FM: Federation Manager¶
The Federation Manager is responsible for the management of the execution of one or more models. It asks the Federate Starter to start models on its behalf on other servers (or could do so itself if all models run on the same computer). A set of messages has been devised to communicate with one or more Federate Starters on multiple computers to start models, and to communicate with the models to set the parameters and experimental conditions, and to gather the statistics afterward. Multiple Federation Managers can work in parallel and communicate with their own set of models.
Java reference implementation¶
In the sim0mq-demo project, an example of the parallel execution of 20 replications of a model with different seeds is provided. The way that this is often done is by using a state machine that represents the successive states of the execution of each model (so when 20 models are running, 20 state machines are active). In the reference demo implementation, the state machine has the following state transitions:
It has been implemented as follows:
static class StateMachine
{
private ModelState state; // the current state
private ZMQ.Socket modelSocket; // socket of the ModelControl
private String modelName;
private ZMQ.Socket fsSocket; // socket of the FederateStarter
private ZContext fmContext; // ctx variable
private AtomicLong messageCount;
private Map<String, Number> statistics = new HashMap<>(); // statistics
StateMachine(final AtomicLong messageCount, final String federationName, final int fsPort, final String localSk3,
final int modelNr) throws Sim0MQException, SerializationException
{
this.fmContext = new ZContext(1);
this.fsSocket = this.fmContext.createSocket(SocketType.REQ);
this.fsSocket.setIdentity(UUID.randomUUID().toString().getBytes());
this.modelName = "MM1." + modelNr;
this.messageCount = messageCount;
this.modelSocket = this.fmContext.createSocket(SocketType.REQ);
this.modelSocket.setIdentity(UUID.randomUUID().toString().getBytes());
this.state = ModelState.NOT_STARTED;
boolean ready = false;
while (!ready)
{
switch (this.state)
{
case NOT_STARTED:
startModel(federationName, fsPort, localSk3);
break;
case STARTED:
sendSimRunControl(federationName);
break;
case RUNCONTROL:
setParameters(federationName);
break;
case PARAMETERS:
sendSimStart(federationName);
break;
case SIMULATORSTARTED:
waitForSimEnded(federationName);
break;
case SIMULATORENDED:
requestStatistics(federationName);
break;
case STATISTICSGATHERED:
killFederate(federationName);
ready = true;
break;
case ERROR:
killFederate(federationName);
ready = true;
break;
default:
break;
}
}
this.fsSocket.close();
this.modelSocket.close();
this.fmContext.destroy();
this.fmContext.close();
}
where the ModelState is an enum:
public enum ModelState
{
/** Model has not yet been started. */
NOT_STARTED,
/** Model has been started, e.g. bij a FederateStarter. */
STARTED,
/** SimRunControl has been sent. */
RUNCONTROL,
/** Parameter(s) have been sent. */
PARAMETERS,
/** Simulator has been started. */
SIMULATORSTARTED,
/** Simulator has ended. */
SIMULATORENDED,
/** Statistics have been gathered. */
STATISTICSGATHERED,
/** Model terminated. */
TERMINATED,
/** Error occurred. Sequence should stop. */
ERROR;
The StateMachine moves each model through the successive states and asks at the end, when statistics have been gathered, to the FederateStarter to terminate the model and clean up the output and error files.

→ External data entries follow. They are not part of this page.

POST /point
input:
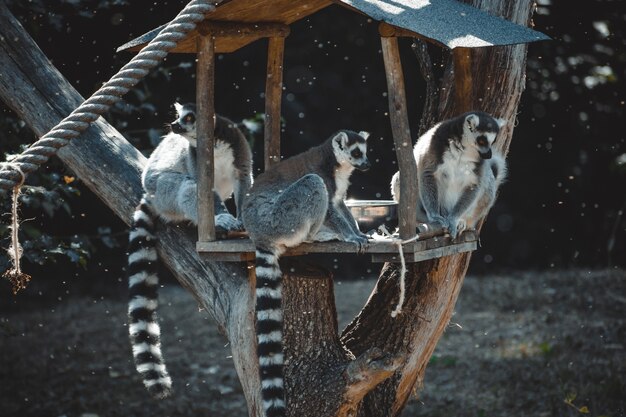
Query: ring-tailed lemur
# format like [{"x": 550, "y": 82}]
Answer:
[
  {"x": 458, "y": 172},
  {"x": 169, "y": 183},
  {"x": 286, "y": 206}
]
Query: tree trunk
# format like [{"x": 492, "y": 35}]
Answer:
[{"x": 374, "y": 366}]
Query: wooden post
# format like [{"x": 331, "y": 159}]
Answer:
[
  {"x": 205, "y": 132},
  {"x": 463, "y": 79},
  {"x": 407, "y": 207},
  {"x": 273, "y": 95}
]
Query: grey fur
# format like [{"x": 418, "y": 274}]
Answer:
[{"x": 458, "y": 171}]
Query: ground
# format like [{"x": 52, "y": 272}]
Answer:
[{"x": 519, "y": 344}]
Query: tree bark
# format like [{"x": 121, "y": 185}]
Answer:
[
  {"x": 373, "y": 367},
  {"x": 498, "y": 79}
]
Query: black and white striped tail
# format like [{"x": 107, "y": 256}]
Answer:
[
  {"x": 269, "y": 329},
  {"x": 143, "y": 282}
]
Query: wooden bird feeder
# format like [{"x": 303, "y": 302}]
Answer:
[{"x": 236, "y": 23}]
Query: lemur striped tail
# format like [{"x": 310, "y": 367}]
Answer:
[
  {"x": 269, "y": 329},
  {"x": 143, "y": 282}
]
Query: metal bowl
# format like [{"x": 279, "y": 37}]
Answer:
[{"x": 370, "y": 214}]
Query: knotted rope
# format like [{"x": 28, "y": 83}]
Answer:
[{"x": 110, "y": 93}]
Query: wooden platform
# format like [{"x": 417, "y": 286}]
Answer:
[{"x": 242, "y": 249}]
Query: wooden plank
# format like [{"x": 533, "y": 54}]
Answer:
[
  {"x": 407, "y": 206},
  {"x": 463, "y": 79},
  {"x": 205, "y": 132},
  {"x": 246, "y": 11},
  {"x": 273, "y": 99},
  {"x": 387, "y": 30},
  {"x": 381, "y": 250}
]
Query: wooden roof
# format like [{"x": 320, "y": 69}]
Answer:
[{"x": 445, "y": 22}]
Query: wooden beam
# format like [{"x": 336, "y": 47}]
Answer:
[
  {"x": 463, "y": 90},
  {"x": 390, "y": 31},
  {"x": 407, "y": 206},
  {"x": 205, "y": 132},
  {"x": 243, "y": 29},
  {"x": 273, "y": 97}
]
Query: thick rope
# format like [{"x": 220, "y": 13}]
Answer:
[
  {"x": 110, "y": 93},
  {"x": 402, "y": 278}
]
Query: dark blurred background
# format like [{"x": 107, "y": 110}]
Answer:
[{"x": 562, "y": 206}]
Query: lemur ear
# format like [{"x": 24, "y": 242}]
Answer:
[
  {"x": 472, "y": 121},
  {"x": 341, "y": 139}
]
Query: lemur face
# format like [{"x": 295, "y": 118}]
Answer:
[
  {"x": 480, "y": 131},
  {"x": 351, "y": 147},
  {"x": 185, "y": 123}
]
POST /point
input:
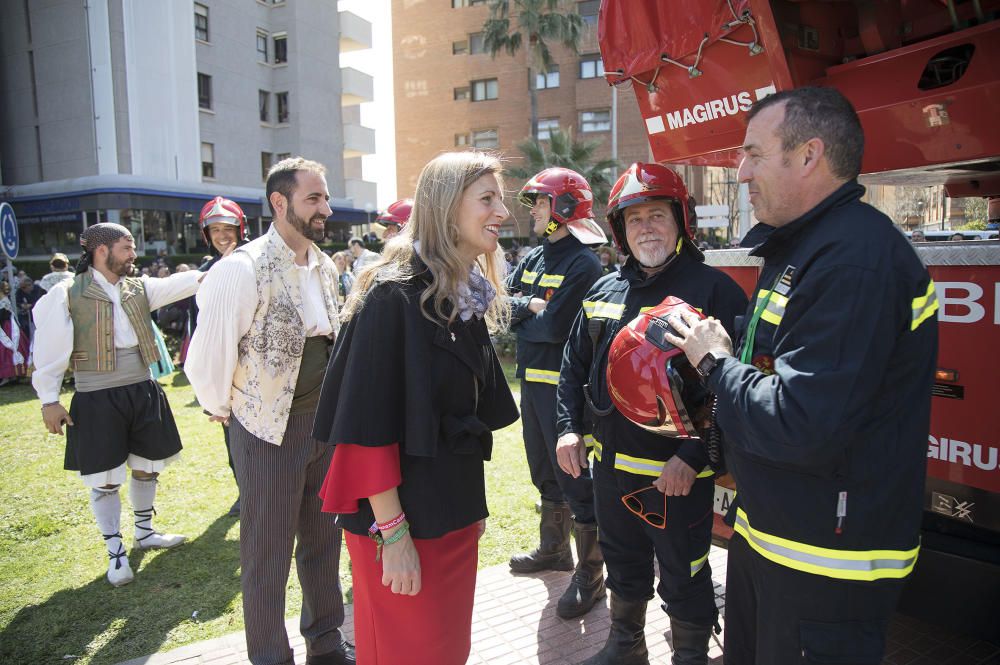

Each of the 20 state machine instances is started in a thread:
AtomicLong messageCount = new AtomicLong(0L);
AtomicInteger nrRunning = new AtomicInteger();
Map<Integer, Map<String, Number>> statMap = Collections.synchronizedMap(new HashMap<Integer, Map<String, Number>>());
for (int modelNr = 0; modelNr < 20; modelNr++)
{
new Thread()
{
@Override
public void run()
{
final int nr = nrRunning.getAndIncrement();
StateMachine stateMachine = null;
try
{
stateMachine = new StateMachine(messageCount, federationName, fsPort, localSk3, nr);
}
catch (Sim0MQException | SerializationException exception)
{
exception.printStackTrace();
}
int decNr = nrRunning.decrementAndGet();
synchronized (statMap)
{
statMap.put(nr, stateMachine.getStatistics());
}
}
}.start();
}
The state machine does not return until the model has finished, or the model run has terminated with an error. The synchronized
statistics map is meant to store the results of each replication so they can be averaged over the 20 replications.